Speaker Management: Getting From The Yes To The Stage

In previous posts, we’ve talked about how to successfully invite people to speak at your event and how to keep programs lively once you get on site. This time, let’s look at what you need to do in-between – from the time a speaker confirms, until they go on stage.

First, you need to build a good relationship with your speakers and their handlers, whether it’s an assistant, chief of staff or communication manager. Find out how each prefers to be kept in the loop. Is it by email? Phone? Frequently? Rarely?

When a speaker accepts an invitation, I immediately send out a confirmation note thanking them for joining our speaker faculty. The note will include the day and time of their session, a request for their biography and high resolution digital photo, whether they want me to copy anyone else on further communication, and when they can expect to hear from me next.

I try to provide enough information to be helpful, but not so much that the bottom half of my email ends up unread.
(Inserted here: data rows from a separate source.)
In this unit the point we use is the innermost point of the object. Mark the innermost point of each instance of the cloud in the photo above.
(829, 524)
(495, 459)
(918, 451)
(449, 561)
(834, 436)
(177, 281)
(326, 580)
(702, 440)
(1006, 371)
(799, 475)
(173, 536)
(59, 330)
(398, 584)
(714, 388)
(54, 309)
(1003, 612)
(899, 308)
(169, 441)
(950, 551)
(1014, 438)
Most importantly, tell the speaker and handler what to expect; what and when they need to send me; and key dates. If the day, time, topic or moderator of their session changes, it’s very important to let a speaker know immediately.

About two months before the conference I often start hearing from handlers asking questions about the speaker’s session, how it will be conducted, how long they will have to speak, whether slides are necessary, what members of the press will be in attendance and/or the dress code of the conference.

I try to be proactive and get my own email out answering many of those questions before I start hearing from the handlers. If they are speaking in a panel, I let them know that I will try to get the panelists and moderator together on a conference call 3-4 weeks before the conference to help them prepare and hear how the moderator plans to run the session.

That leads to one of the hardest parts of speaker handling: arranging those conference calls. During the process, I also ask for each speaker’s cell phone number so that I can contact them with last-minute updates if anything changes on site.

Following these steps will help keep your speakers happy, focused and ready to delight the audience.